Probably a couple thousand in just what I've bought over the years, but I haven't tried to put a value on some of the trades/PIFs I've received.


----------



## Cromag (Mar 13, 2011)

Well with everything probably like $200-$250, but I only really got into cigars like two weeks ago so give me some time to catch up.


----------



## [email protected] (Feb 16, 2011)

I wish I knew lol. I probably have around a hundred sticks, give or take a few. I made a coolidor so I didnt spend much there. All in all its probably around $400-500.


----------



## KcJason1 (Oct 20, 2010)

Not really sure.. lol
It's about 225 sticks strong.. and about 60 of those were gifted to me from superbowl squares..
At Outlaw my account history for the past year says $1,300 spent.. That doesn't include all my purchases of opus from the other local b&m and online purchases...
So the value is more than I want to know.. lol


----------



## Athion (Jul 17, 2010)

Well, the cigars led me here and I got to "meet" all you people... how can you put a price tag on that??
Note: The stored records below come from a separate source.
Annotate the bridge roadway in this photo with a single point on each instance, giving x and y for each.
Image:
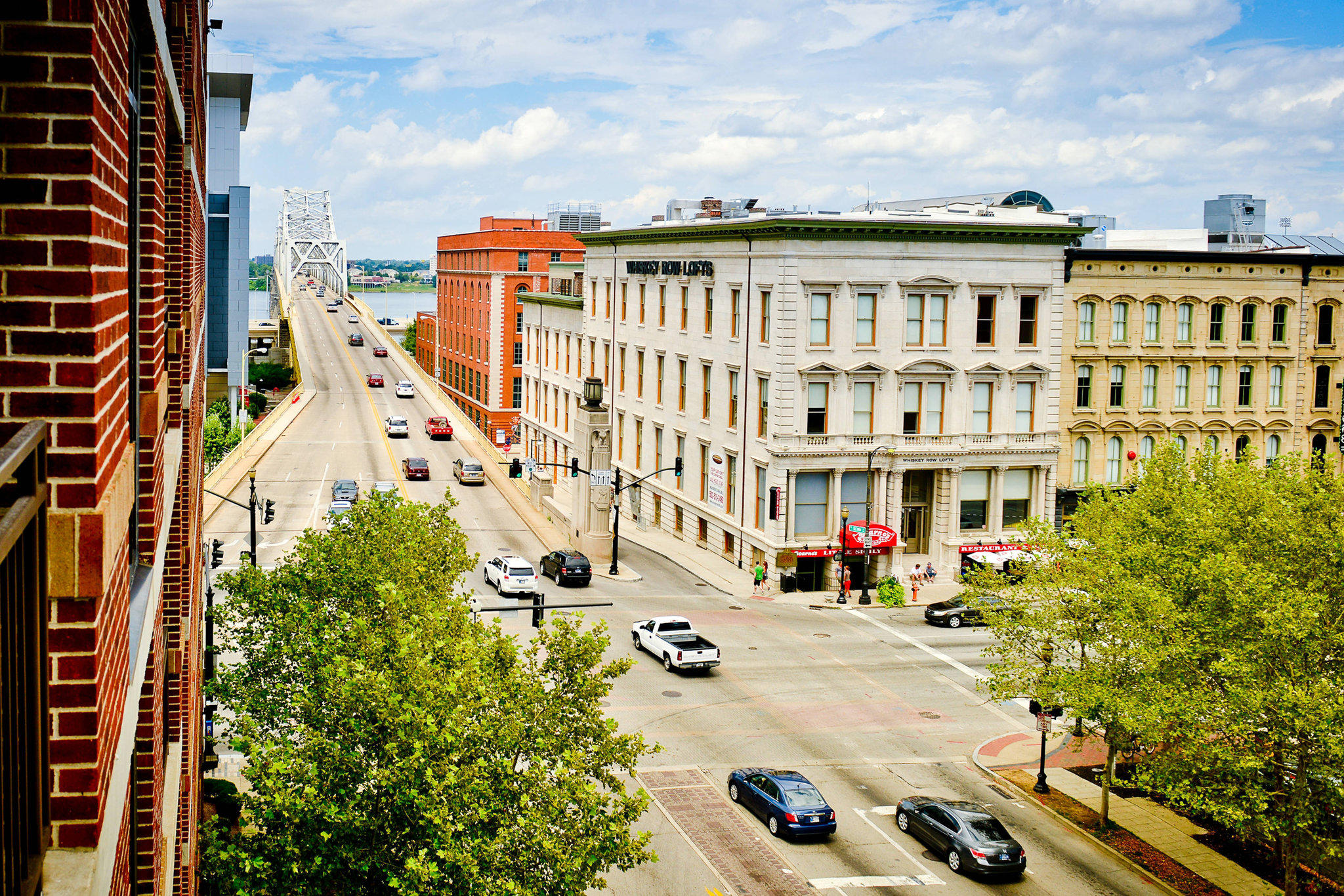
(872, 706)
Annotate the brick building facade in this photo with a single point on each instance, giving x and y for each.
(479, 339)
(102, 336)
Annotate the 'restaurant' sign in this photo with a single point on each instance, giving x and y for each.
(671, 268)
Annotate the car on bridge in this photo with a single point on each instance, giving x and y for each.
(789, 804)
(964, 833)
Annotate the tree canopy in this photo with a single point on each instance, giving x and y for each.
(1199, 613)
(397, 746)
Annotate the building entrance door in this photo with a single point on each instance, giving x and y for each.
(915, 510)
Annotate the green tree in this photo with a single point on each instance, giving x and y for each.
(1203, 614)
(397, 746)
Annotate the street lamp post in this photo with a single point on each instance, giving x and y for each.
(845, 525)
(867, 512)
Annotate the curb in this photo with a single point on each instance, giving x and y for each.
(1114, 853)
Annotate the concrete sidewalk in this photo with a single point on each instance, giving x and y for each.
(1151, 823)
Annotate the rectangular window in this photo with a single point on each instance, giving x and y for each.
(819, 331)
(810, 493)
(863, 407)
(975, 499)
(866, 319)
(818, 407)
(1026, 407)
(982, 407)
(1027, 320)
(1017, 497)
(706, 375)
(733, 399)
(763, 406)
(986, 320)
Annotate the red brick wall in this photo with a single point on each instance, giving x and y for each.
(68, 336)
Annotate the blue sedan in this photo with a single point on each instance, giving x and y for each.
(787, 801)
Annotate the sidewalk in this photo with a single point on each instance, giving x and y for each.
(1151, 823)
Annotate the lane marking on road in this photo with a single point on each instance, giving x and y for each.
(928, 879)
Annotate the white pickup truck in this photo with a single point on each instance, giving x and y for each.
(674, 641)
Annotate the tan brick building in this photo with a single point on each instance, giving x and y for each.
(1231, 350)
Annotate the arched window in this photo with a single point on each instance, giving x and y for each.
(1114, 448)
(1087, 321)
(1278, 332)
(1082, 453)
(1120, 321)
(1152, 323)
(1150, 386)
(1217, 316)
(1245, 378)
(1182, 387)
(1185, 323)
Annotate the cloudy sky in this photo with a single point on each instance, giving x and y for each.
(421, 116)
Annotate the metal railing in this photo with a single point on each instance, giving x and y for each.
(24, 807)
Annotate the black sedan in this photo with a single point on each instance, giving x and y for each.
(568, 567)
(964, 833)
(956, 611)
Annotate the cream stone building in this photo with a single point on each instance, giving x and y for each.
(1231, 351)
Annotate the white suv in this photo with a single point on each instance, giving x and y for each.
(511, 575)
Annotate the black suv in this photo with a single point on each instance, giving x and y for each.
(568, 567)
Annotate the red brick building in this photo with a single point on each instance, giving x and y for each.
(479, 327)
(102, 292)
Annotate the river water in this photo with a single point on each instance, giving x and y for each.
(400, 306)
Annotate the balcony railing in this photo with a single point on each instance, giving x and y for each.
(24, 810)
(961, 441)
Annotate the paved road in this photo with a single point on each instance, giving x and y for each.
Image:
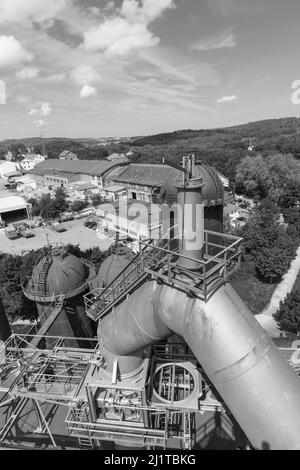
(76, 234)
(266, 317)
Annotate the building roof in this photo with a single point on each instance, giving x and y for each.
(117, 156)
(12, 203)
(85, 167)
(31, 157)
(146, 174)
(114, 188)
(67, 153)
(166, 178)
(84, 186)
(134, 211)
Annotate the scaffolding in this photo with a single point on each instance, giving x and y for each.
(69, 377)
(164, 265)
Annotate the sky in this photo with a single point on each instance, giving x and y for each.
(97, 68)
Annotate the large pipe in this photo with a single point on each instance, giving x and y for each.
(256, 383)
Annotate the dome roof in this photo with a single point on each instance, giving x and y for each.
(111, 267)
(60, 273)
(212, 192)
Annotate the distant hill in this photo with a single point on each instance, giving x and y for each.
(222, 148)
(259, 130)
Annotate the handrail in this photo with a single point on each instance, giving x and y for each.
(215, 271)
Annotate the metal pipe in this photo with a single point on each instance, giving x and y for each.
(191, 221)
(256, 383)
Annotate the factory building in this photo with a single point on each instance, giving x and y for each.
(157, 184)
(221, 384)
(13, 208)
(62, 173)
(7, 168)
(30, 161)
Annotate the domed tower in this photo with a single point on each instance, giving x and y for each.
(57, 285)
(212, 194)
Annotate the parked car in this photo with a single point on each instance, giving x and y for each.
(58, 227)
(66, 217)
(92, 224)
(11, 232)
(25, 232)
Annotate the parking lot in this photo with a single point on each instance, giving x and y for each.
(76, 234)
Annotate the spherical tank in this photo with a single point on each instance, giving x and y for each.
(112, 266)
(61, 274)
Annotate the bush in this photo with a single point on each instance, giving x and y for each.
(288, 314)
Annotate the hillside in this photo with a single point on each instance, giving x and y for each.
(259, 130)
(222, 148)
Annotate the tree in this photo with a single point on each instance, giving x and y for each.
(253, 177)
(291, 194)
(78, 206)
(288, 314)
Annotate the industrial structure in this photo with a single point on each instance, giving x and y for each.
(57, 285)
(179, 361)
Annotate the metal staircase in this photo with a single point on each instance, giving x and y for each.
(102, 301)
(46, 323)
(20, 405)
(41, 281)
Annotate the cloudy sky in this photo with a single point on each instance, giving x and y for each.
(92, 68)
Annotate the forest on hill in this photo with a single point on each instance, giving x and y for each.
(222, 148)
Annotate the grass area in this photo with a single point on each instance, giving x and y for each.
(255, 293)
(296, 286)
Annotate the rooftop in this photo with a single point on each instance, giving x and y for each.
(114, 188)
(87, 167)
(84, 186)
(166, 179)
(147, 174)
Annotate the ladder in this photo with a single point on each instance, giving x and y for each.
(85, 443)
(13, 417)
(41, 285)
(132, 277)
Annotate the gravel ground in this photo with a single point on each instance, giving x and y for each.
(76, 234)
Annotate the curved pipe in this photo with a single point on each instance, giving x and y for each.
(255, 382)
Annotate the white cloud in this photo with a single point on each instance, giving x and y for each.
(56, 78)
(84, 74)
(40, 123)
(221, 41)
(146, 11)
(119, 35)
(88, 91)
(18, 11)
(12, 52)
(43, 110)
(228, 99)
(46, 109)
(28, 72)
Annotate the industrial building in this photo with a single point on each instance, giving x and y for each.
(62, 173)
(13, 208)
(178, 362)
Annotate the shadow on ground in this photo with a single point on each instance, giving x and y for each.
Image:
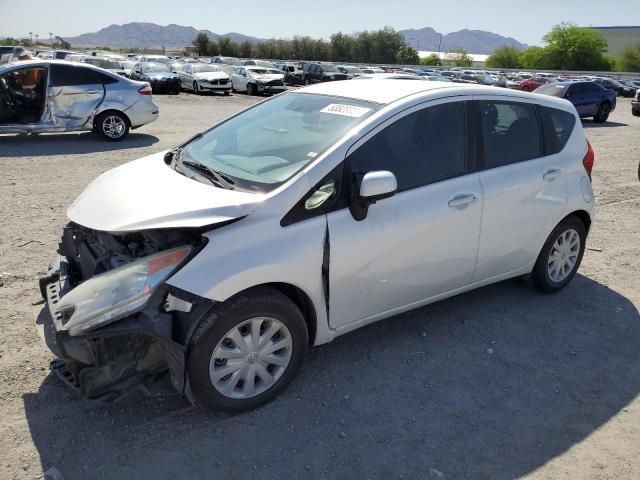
(67, 144)
(490, 384)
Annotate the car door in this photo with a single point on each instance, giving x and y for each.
(74, 92)
(420, 243)
(525, 191)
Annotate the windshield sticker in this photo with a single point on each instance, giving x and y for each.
(346, 110)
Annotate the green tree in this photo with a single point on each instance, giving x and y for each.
(534, 58)
(505, 57)
(407, 55)
(201, 44)
(458, 57)
(246, 49)
(629, 60)
(433, 59)
(570, 47)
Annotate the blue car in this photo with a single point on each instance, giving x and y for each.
(590, 99)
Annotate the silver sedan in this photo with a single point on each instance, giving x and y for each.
(38, 96)
(204, 77)
(255, 79)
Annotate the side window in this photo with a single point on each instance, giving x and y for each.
(557, 126)
(69, 75)
(511, 133)
(423, 147)
(105, 79)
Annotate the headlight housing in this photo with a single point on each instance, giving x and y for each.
(109, 296)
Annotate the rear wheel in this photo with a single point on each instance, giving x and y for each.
(113, 126)
(560, 256)
(603, 113)
(246, 351)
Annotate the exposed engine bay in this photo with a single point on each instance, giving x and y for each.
(144, 345)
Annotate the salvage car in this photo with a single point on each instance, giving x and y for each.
(158, 75)
(244, 246)
(321, 72)
(38, 96)
(635, 105)
(204, 77)
(256, 80)
(590, 99)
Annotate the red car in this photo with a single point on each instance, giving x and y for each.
(530, 84)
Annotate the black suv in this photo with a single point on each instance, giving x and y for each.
(321, 72)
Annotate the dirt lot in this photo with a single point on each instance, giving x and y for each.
(499, 383)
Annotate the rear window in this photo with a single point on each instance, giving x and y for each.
(557, 126)
(511, 133)
(552, 89)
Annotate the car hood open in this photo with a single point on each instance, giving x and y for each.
(210, 75)
(147, 193)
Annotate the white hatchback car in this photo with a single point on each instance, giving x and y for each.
(307, 216)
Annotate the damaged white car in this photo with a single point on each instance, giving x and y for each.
(39, 96)
(302, 218)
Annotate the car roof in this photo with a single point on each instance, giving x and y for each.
(375, 90)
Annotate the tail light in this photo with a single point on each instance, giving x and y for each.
(588, 159)
(146, 90)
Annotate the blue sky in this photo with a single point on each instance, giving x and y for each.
(526, 21)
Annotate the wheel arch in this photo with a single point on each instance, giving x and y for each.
(584, 217)
(298, 296)
(106, 110)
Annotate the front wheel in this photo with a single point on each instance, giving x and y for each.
(603, 113)
(560, 256)
(246, 351)
(113, 126)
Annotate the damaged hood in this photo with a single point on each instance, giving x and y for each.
(147, 193)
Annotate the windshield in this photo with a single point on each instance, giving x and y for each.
(108, 64)
(154, 67)
(205, 68)
(263, 147)
(553, 89)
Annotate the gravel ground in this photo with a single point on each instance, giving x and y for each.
(499, 383)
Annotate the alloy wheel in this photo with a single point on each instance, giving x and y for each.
(563, 255)
(113, 126)
(250, 358)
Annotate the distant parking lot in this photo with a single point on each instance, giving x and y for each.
(498, 383)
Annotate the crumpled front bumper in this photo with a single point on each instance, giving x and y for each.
(112, 359)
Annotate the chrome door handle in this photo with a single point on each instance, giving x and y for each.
(551, 174)
(461, 201)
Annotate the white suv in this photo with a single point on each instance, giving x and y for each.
(307, 216)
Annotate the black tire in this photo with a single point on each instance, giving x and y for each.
(257, 303)
(539, 277)
(603, 113)
(105, 119)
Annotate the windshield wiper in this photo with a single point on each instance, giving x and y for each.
(214, 175)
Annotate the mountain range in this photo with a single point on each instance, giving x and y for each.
(151, 35)
(473, 41)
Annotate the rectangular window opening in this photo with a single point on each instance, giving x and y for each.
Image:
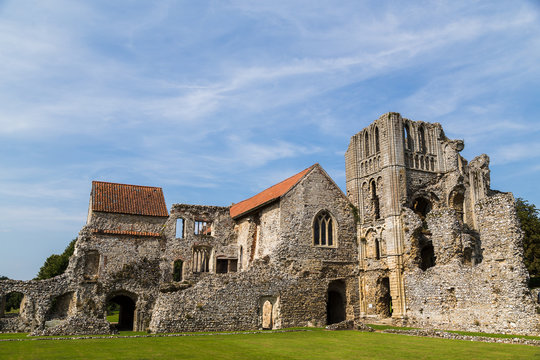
(203, 227)
(180, 228)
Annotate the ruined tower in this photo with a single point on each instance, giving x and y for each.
(425, 220)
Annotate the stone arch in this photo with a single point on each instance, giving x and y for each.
(421, 206)
(383, 306)
(324, 229)
(377, 141)
(178, 270)
(375, 200)
(427, 256)
(456, 200)
(336, 302)
(409, 143)
(126, 303)
(61, 307)
(422, 140)
(366, 143)
(12, 302)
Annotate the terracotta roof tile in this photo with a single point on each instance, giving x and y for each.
(125, 232)
(128, 199)
(268, 195)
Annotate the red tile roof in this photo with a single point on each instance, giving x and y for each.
(125, 232)
(128, 199)
(268, 195)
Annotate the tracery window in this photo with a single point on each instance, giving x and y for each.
(323, 230)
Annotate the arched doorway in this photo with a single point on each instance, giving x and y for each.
(335, 305)
(124, 307)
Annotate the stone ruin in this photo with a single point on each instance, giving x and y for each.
(419, 238)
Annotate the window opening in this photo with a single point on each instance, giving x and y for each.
(335, 306)
(323, 230)
(203, 227)
(180, 228)
(366, 144)
(121, 312)
(422, 139)
(427, 256)
(375, 201)
(201, 259)
(377, 146)
(177, 270)
(408, 139)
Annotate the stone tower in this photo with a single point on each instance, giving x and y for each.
(399, 171)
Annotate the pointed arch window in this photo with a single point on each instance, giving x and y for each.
(422, 139)
(366, 144)
(324, 230)
(377, 145)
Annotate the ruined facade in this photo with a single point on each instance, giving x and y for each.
(419, 238)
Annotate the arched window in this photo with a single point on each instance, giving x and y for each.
(323, 229)
(408, 139)
(201, 259)
(366, 144)
(375, 201)
(177, 270)
(422, 139)
(377, 146)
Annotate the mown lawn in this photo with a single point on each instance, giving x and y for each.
(315, 344)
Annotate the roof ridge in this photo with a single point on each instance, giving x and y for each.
(269, 194)
(276, 184)
(113, 183)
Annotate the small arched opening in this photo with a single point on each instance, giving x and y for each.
(456, 202)
(421, 206)
(336, 302)
(12, 304)
(178, 267)
(422, 139)
(384, 299)
(377, 144)
(408, 139)
(427, 256)
(375, 201)
(121, 312)
(366, 144)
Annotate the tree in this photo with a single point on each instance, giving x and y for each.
(56, 264)
(528, 216)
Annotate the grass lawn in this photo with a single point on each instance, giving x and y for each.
(314, 344)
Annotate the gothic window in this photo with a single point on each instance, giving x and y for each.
(377, 145)
(177, 270)
(409, 145)
(203, 227)
(323, 230)
(201, 259)
(375, 201)
(180, 228)
(366, 144)
(422, 139)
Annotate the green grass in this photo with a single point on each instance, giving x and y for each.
(503, 336)
(315, 344)
(386, 327)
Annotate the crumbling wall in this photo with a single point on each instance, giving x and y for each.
(489, 296)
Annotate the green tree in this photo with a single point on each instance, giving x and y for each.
(56, 264)
(528, 216)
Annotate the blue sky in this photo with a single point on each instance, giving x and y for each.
(217, 100)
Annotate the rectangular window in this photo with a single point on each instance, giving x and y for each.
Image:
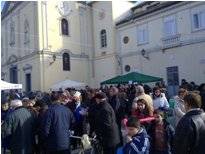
(142, 34)
(198, 21)
(28, 82)
(169, 26)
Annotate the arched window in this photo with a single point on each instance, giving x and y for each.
(64, 27)
(66, 62)
(26, 32)
(103, 38)
(12, 35)
(2, 48)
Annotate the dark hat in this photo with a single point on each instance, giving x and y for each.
(40, 103)
(100, 95)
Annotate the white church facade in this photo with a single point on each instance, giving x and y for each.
(43, 43)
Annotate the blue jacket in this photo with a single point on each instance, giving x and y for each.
(139, 144)
(56, 123)
(169, 135)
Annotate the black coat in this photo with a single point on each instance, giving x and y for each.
(56, 123)
(169, 134)
(190, 133)
(105, 125)
(20, 126)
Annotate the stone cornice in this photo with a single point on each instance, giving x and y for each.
(5, 14)
(47, 52)
(160, 48)
(134, 19)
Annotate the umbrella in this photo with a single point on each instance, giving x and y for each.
(6, 85)
(112, 80)
(138, 77)
(67, 84)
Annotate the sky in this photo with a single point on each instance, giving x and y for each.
(2, 4)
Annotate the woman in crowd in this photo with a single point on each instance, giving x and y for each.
(159, 99)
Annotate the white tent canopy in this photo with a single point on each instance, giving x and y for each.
(67, 84)
(6, 85)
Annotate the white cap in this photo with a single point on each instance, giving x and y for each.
(16, 103)
(77, 94)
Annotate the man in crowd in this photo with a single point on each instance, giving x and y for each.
(20, 126)
(56, 123)
(106, 127)
(190, 132)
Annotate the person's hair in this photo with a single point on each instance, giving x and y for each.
(160, 112)
(147, 107)
(193, 99)
(139, 90)
(154, 90)
(182, 90)
(114, 89)
(133, 122)
(101, 96)
(55, 96)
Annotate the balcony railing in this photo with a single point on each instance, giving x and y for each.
(171, 41)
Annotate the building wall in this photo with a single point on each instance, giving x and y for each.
(189, 50)
(45, 41)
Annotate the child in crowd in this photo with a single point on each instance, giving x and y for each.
(137, 139)
(143, 110)
(161, 133)
(159, 100)
(5, 111)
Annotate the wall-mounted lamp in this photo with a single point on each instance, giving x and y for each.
(54, 59)
(145, 54)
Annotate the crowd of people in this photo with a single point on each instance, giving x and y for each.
(40, 123)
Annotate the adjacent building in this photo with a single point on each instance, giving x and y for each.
(47, 42)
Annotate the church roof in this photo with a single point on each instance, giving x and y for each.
(151, 6)
(8, 7)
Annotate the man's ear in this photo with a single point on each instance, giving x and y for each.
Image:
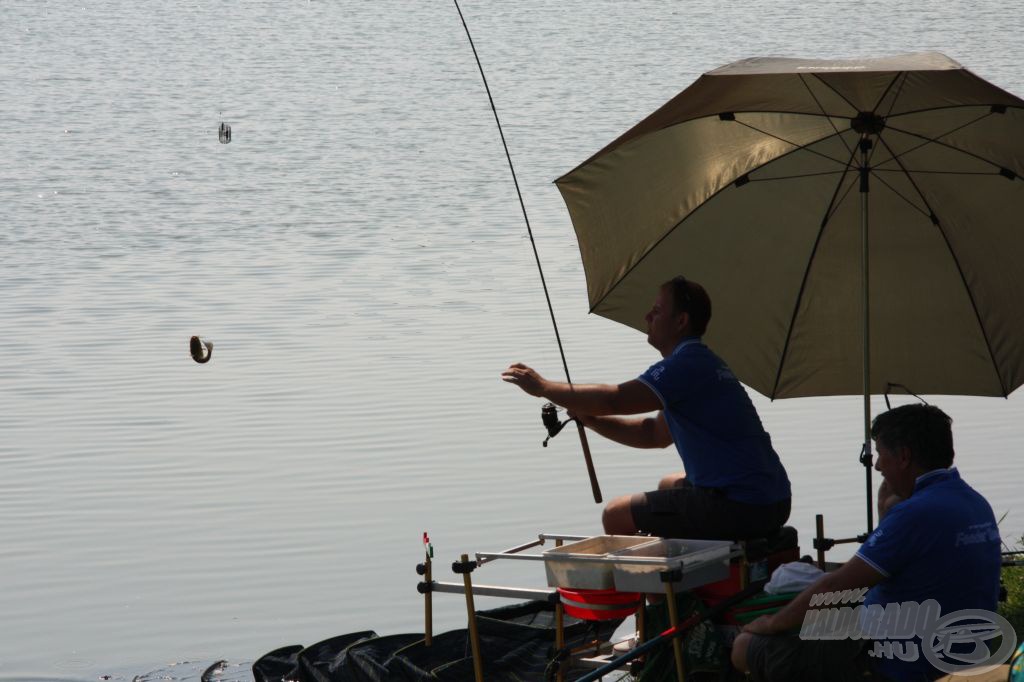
(684, 323)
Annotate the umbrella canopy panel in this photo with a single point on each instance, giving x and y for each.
(749, 182)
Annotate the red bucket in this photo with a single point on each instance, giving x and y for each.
(599, 604)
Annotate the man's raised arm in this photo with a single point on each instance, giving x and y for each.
(632, 397)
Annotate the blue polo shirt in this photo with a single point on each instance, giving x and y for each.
(715, 426)
(941, 543)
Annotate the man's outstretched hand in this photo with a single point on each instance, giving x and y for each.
(525, 378)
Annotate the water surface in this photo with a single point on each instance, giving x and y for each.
(358, 257)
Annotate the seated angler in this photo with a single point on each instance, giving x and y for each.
(734, 485)
(936, 549)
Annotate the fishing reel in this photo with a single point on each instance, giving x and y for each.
(549, 415)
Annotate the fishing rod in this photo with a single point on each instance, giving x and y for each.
(595, 487)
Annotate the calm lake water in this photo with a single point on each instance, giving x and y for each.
(358, 257)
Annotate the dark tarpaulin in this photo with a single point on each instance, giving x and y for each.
(517, 642)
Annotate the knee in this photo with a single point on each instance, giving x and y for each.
(738, 654)
(671, 481)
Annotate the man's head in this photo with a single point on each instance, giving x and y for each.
(911, 439)
(681, 308)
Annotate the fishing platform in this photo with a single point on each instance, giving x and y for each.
(689, 599)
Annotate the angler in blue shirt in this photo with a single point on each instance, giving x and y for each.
(734, 485)
(935, 553)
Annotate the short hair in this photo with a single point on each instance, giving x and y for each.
(689, 297)
(923, 429)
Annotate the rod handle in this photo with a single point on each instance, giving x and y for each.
(594, 485)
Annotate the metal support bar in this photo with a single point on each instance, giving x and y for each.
(497, 591)
(487, 557)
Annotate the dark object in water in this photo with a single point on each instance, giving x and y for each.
(517, 643)
(201, 349)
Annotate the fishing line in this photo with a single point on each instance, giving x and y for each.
(522, 205)
(595, 487)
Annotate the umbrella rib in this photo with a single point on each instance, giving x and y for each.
(960, 270)
(798, 146)
(929, 140)
(948, 107)
(841, 95)
(833, 204)
(930, 172)
(794, 177)
(945, 144)
(687, 216)
(901, 196)
(899, 91)
(816, 101)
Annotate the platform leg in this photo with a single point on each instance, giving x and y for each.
(677, 642)
(428, 612)
(819, 521)
(474, 637)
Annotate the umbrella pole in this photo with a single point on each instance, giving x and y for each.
(865, 453)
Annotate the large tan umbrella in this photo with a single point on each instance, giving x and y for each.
(856, 223)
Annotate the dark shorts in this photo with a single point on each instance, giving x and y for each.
(788, 658)
(701, 513)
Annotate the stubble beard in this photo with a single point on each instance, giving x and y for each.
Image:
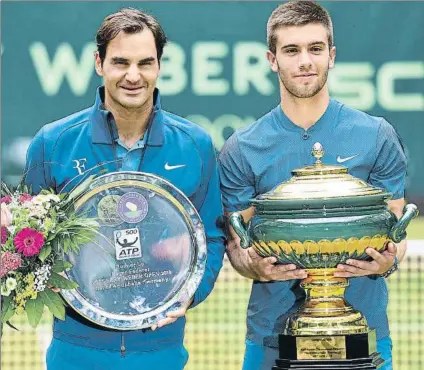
(304, 91)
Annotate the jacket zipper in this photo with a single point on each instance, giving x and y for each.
(123, 349)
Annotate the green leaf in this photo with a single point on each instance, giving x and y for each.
(54, 303)
(44, 253)
(34, 310)
(60, 266)
(7, 309)
(58, 281)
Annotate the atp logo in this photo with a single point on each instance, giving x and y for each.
(127, 244)
(80, 165)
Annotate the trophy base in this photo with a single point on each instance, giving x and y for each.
(353, 351)
(353, 364)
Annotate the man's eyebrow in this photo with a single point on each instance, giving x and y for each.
(310, 44)
(146, 60)
(119, 60)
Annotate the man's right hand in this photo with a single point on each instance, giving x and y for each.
(265, 269)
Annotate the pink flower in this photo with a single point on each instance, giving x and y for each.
(3, 235)
(9, 262)
(25, 198)
(7, 199)
(28, 241)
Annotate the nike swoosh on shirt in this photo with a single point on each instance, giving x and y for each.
(168, 167)
(341, 160)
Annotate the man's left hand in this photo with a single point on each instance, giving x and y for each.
(379, 265)
(173, 316)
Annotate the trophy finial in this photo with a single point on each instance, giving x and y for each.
(318, 152)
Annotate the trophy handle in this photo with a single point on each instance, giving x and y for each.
(239, 226)
(398, 231)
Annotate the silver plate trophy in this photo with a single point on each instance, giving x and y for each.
(148, 258)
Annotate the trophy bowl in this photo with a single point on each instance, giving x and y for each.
(316, 220)
(148, 257)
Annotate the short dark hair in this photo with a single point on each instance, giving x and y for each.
(297, 13)
(129, 20)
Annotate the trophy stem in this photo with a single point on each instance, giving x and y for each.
(325, 311)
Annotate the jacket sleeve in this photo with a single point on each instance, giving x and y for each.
(36, 174)
(390, 165)
(210, 211)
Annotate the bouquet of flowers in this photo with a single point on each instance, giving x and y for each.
(36, 233)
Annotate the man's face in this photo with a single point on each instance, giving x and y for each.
(302, 59)
(130, 69)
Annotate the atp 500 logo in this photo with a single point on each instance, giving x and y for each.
(127, 244)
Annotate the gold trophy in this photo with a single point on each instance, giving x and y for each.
(316, 220)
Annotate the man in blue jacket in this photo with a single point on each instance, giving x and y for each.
(260, 156)
(126, 129)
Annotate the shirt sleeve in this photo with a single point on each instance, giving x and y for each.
(390, 165)
(237, 183)
(210, 211)
(36, 174)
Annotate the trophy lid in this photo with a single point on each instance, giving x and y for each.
(322, 182)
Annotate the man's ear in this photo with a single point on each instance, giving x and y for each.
(272, 61)
(332, 57)
(98, 64)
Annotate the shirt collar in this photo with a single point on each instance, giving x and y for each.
(99, 126)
And yes, that's exactly what I tell my wife when she asks... I also tell her to never open the Vino cause its bad for the sticks.... Im not sure she believes me, but Im hoping  

All kidding aside, I really don't know, but at a guesstimate? Maybe $600? That's Lighters, cutters, Vino, sticks, pipe, pipe tobacco, and everything else. I might be off on the low side, but I dont want to think about it too much, might get to feeling guilty


----------



## paul01036 (Nov 29, 2008)

bpegler said:


> The custom made humidor that's built into my house cost a couple grand. Birthday present from my wife a few years ago. Built to hold several thousand cigars.
> 
> There's not much room in there anymore, but lots of those boxes are only half full.
> 
> ...


i would love to see a picture of your humi


----------



## Pipedreamz (Feb 4, 2011)

I figured mine up last weekend because I was just wondering. I'm going to assume I did "bad math", otherwise, I'm going to feel like crap. I could smoke crack and still come out cheaper.


----------



## Slowpokebill (Nov 29, 2008)

Let's see, the money is spent and gone. Each and every stick will all go up in smoke some day. So, I guess the value of the stash is zero. The time spent enjoying those sticks is priceless.


----------



## Hannibal (Apr 22, 2011)

bpegler said:


> The custom made humidor that's built into my house cost a couple grand. Birthday present from my wife a few years ago. Built to hold several thousand cigars.
> 
> There's not much room in there anymore, but lots of those boxes are only half full.
> 
> ...





paul01036 said:


> i would love to see a picture of your humi


X2!! That must be insane!!


----------



## Zogg (Aug 31, 2010)

You'd be surprised how cheaply giraffes can be obtained..


----------



## Goodkat (Sep 3, 2010)

Probably about $1500 right now.


----------



## Rock31 (Sep 30, 2010)

Zogg said:


> You'd be surprised how cheaply giraffes can be obtained..


According to giraffesforcigars.com my stash is currently worth $41,923.07.


----------



## Mr. Slick (Aug 17, 2010)

Slowpokebill said:


> Let's see, the money is spent and gone. Each and every stick will all go up in smoke some day. So, I guess the value of the stash is zero. The time spent enjoying those sticks is priceless.


I agree with that 100%


----------



## ouirknotamuzd (Jan 29, 2011)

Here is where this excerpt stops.